Heteroskedastic Likelihood and Multi-Latent GP#

Standard (Homoskedastic) Regression#

In standard GP regression, the GP latent function is used to learn the location parameter of a likelihood distribution (usually a Gaussian) as a function of the input \(x\), whereas the scale parameter is considered constant. This is a homoskedastic model, which is unable to capture variations of the noise distribution with the input \(x\).

Heteroskedastic Regression#

This notebooks shows how to construct a model which uses multiple (here two) GP latent functions to learn both the location and the scale of the Gaussian likelihood distribution. It does so by connecting a Multi-Output Kernel, which generates multiple GP latent functions, to a Heteroskedastic Likelihood, which maps the latent GPs into a single likelihood.

The generative model is described as:

\[f_1(x) \sim \mathcal{GP}(0, k_1(\cdot, \cdot))\]

\[f_2(x) \sim \mathcal{GP}(0, k_2(\cdot, \cdot))\]

\[\text{loc}(x) = f_1(x)\]

\[\text{scale}(x) = \text{transform}(f_2(x))\]

\[y_i|f_1, f_2, x_i \sim \mathcal{N}(\text{loc}(x_i),\;\text{scale}(x_i)^2)\]

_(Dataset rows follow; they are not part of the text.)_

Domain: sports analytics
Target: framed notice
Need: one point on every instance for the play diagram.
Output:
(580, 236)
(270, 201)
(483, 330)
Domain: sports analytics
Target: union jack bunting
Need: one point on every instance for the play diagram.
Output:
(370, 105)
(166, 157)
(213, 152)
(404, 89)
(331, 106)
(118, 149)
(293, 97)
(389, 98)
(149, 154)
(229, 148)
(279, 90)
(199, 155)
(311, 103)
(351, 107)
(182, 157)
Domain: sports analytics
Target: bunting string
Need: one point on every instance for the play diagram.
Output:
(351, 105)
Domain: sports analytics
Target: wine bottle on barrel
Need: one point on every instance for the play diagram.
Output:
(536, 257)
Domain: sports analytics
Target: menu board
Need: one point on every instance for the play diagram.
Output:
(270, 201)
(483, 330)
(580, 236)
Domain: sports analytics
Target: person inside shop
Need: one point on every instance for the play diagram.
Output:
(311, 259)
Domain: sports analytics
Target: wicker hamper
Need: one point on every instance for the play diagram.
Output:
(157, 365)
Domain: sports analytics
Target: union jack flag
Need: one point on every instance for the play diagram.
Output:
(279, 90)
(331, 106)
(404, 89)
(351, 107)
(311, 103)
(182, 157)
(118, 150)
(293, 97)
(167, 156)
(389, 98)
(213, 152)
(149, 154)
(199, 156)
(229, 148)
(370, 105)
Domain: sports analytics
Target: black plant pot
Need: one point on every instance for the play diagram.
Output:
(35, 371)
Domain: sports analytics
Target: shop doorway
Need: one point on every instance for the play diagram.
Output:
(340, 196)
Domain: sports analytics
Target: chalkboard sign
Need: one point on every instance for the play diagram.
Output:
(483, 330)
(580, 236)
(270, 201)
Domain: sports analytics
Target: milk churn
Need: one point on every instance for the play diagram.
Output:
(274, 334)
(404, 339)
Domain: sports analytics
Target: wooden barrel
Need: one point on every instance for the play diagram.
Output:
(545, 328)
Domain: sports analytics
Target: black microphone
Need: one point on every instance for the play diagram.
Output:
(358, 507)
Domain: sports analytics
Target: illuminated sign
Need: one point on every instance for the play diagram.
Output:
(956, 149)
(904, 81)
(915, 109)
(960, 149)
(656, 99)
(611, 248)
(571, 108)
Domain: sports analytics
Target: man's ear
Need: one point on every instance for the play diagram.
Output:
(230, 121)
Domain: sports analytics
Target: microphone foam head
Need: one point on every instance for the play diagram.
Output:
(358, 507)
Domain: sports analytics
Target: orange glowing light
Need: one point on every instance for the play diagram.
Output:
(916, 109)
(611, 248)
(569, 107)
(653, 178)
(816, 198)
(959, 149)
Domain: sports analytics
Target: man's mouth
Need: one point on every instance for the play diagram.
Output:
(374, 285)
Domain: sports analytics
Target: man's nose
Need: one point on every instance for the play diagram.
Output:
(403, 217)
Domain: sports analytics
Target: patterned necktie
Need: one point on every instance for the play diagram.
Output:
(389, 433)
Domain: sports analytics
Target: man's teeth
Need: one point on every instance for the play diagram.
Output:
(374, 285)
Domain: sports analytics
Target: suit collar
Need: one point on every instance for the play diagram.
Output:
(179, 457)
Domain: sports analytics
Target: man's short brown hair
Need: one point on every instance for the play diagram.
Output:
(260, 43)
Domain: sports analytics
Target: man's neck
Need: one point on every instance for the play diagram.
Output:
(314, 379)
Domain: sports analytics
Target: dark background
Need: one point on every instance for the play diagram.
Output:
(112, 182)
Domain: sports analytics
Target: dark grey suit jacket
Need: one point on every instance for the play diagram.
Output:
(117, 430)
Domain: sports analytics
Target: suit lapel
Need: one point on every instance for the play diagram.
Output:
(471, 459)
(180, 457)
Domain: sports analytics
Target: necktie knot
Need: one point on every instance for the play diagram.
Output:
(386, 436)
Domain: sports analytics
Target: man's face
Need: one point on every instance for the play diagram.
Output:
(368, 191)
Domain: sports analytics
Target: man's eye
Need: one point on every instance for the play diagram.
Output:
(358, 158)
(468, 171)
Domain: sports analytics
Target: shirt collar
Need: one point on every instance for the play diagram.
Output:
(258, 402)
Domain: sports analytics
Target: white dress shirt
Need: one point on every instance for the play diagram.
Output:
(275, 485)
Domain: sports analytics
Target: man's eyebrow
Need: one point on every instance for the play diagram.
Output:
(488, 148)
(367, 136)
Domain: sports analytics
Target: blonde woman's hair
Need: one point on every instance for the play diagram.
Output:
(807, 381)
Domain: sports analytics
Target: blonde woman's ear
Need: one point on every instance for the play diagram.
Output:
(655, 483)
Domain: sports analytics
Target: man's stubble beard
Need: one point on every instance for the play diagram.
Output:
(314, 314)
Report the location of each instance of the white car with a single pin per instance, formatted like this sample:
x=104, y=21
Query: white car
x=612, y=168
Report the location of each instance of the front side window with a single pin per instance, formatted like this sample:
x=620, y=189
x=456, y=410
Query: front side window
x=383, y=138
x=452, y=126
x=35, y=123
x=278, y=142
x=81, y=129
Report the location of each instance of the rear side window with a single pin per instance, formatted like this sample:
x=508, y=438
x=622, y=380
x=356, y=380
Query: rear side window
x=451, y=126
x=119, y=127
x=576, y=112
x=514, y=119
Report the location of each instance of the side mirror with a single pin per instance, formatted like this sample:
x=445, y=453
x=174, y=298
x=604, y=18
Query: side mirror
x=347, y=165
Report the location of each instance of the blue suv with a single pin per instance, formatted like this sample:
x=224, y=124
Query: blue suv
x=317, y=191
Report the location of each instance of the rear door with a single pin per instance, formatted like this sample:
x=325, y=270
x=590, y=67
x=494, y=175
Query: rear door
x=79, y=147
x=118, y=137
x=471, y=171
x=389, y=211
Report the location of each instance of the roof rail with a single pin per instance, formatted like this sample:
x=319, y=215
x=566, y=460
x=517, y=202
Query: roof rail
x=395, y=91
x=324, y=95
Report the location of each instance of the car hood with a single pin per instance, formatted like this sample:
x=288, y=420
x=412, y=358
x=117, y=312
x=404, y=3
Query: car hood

The function \(\text{transform}\) is used to map from the unconstrained GP \(f_2\) to positive-only values, which is required as it represents the \(\text{scale}\) of a Gaussian likelihood. In this notebook, the \(\exp\) function will be used as the \(\text{transform}\). Other positive transforms such as the \(\text{softplus}\) function can also be used.

[1]:

import matplotlib.pyplot as plt
import numpy as np
import tensorflow as tf
import tensorflow_probability as tfp

import gpflow as gpf

2023-05-03 23:14:58.195924: I tensorflow/core/platform/cpu_feature_guard.cc:193] This TensorFlow binary is optimized with oneAPI Deep Neural Network Library (oneDNN) to use the following CPU instructions in performance-critical operations:  AVX2 AVX512F FMA
To enable them in other operations, rebuild TensorFlow with the appropriate compiler flags.
2023-05-03 23:14:58.350884: W tensorflow/stream_executor/platform/default/dso_loader.cc:64] Could not load dynamic library 'libcudart.so.11.0'; dlerror: libcudart.so.11.0: cannot open shared object file: No such file or directory
2023-05-03 23:14:58.350913: I tensorflow/stream_executor/cuda/cudart_stub.cc:29] Ignore above cudart dlerror if you do not have a GPU set up on your machine.
2023-05-03 23:14:58.384394: E tensorflow/stream_executor/cuda/cuda_blas.cc:2981] Unable to register cuBLAS factory: Attempting to register factory for plugin cuBLAS when one has already been registered
2023-05-03 23:14:59.152235: W tensorflow/stream_executor/platform/default/dso_loader.cc:64] Could not load dynamic library 'libnvinfer.so.7'; dlerror: libnvinfer.so.7: cannot open shared object file: No such file or directory
2023-05-03 23:14:59.152301: W tensorflow/stream_executor/platform/default/dso_loader.cc:64] Could not load dynamic library 'libnvinfer_plugin.so.7'; dlerror: libnvinfer_plugin.so.7: cannot open shared object file: No such file or directory
2023-05-03 23:14:59.152309: W tensorflow/compiler/tf2tensorrt/utils/py_utils.cc:38] TF-TRT Warning: Cannot dlopen some TensorRT libraries. If you would like to use Nvidia GPU with TensorRT, please make sure the missing libraries mentioned above are installed properly.

Data Generation#

We generate heteroskedastic data by substituting the random latent functions \(f_1\) and \(f_2\) of the generative model by deterministic \(\sin\) and \(\cos\) functions. The input \(X\) is built with \(N=1001\) uniformly spaced values in the interval \([0, 4\pi]\). The outputs \(Y\) are still sampled from a Gaussian likelihood.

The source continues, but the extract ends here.